Carolina rig with an egg sinker, leader about 30 inches long works. One mullet per rig, hook it through the lips with a small treble.


----------



## Shanep (Jul 1, 2015)

I run a "Dog Line"

Basically just slip a bead, then a swivel onto your shock leader and then tie a weight to the end of the shock leader. Attach a 30" long 25-30 lb flouro leader with hook to the swivel. Keep the leader and swivel as light as possible so the bait can swim up and down the column. Don't use the plastic slide swivels as I have had those cut by the line when a fish strikes


----------



## Starboard (Apr 23, 2008)

Thanks for the info. Both suggestions make sense because I think a finger mullet tends to try to swim toward the surface when on a hook.


----------



## finfish (Jun 1, 2005)

When fishing from a pier or at an inlet I have fished live mullet with out a weight, but have used a bubble float if needed for distance. Not sure how well adding a weight would work for Spanish. Granted this might not work in the surf, but does from a pier or in the inlet.


----------



## Hayesddcl (Apr 23, 2016)

Garboman said:


> Carolina rig with an egg sinker, leader about 30 inches long works. One mullet per rig, hook it through the lips with a small treble.

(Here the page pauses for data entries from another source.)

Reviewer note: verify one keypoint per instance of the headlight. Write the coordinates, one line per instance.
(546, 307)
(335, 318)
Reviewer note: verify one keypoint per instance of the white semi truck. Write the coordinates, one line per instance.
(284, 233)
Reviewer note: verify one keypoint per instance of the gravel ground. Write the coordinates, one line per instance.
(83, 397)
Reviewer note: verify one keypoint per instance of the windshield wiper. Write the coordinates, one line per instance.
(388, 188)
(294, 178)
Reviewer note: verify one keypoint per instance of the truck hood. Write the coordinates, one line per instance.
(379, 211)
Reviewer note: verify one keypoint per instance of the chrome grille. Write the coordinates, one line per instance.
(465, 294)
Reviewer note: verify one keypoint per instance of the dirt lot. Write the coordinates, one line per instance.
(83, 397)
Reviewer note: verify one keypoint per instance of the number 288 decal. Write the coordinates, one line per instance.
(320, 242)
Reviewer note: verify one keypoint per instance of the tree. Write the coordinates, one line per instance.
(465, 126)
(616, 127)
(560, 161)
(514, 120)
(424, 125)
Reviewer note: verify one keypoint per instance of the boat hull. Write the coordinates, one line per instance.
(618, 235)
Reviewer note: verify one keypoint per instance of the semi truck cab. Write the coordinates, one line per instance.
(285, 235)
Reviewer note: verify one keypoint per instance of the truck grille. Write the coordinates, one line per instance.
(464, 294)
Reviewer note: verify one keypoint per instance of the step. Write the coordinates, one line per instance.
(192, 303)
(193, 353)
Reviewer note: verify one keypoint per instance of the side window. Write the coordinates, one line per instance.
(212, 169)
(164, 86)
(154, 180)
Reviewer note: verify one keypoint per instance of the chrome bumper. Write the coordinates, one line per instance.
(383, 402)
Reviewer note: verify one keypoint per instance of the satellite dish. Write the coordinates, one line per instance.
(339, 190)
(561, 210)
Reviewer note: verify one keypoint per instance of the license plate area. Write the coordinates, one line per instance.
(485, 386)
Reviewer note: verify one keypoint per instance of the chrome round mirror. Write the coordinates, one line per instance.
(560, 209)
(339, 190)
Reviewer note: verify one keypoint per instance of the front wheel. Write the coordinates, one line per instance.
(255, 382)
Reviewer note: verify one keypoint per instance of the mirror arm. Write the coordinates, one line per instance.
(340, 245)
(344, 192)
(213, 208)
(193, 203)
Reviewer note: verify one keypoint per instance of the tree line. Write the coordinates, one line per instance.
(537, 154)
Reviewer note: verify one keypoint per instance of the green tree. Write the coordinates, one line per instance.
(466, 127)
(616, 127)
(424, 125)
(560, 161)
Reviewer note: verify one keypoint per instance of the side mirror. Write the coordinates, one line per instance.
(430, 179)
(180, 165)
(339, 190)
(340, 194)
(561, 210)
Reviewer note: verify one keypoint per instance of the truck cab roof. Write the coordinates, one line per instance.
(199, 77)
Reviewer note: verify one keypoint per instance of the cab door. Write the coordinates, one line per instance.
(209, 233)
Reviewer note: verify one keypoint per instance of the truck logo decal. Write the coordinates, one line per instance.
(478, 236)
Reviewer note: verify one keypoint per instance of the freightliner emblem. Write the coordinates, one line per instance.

I tryed what you said today in Oki got my first off the beach Spanish was 17" and lost another in the surf same size or bigger


----------



## SmoothLures (Feb 13, 2008)

Garboman said:


> Carolina rig with an egg sinker, leader about 30 inches long works. One mullet per rig, hook it through the lips with a small treble.


From the surf? Where are you casting it?


----------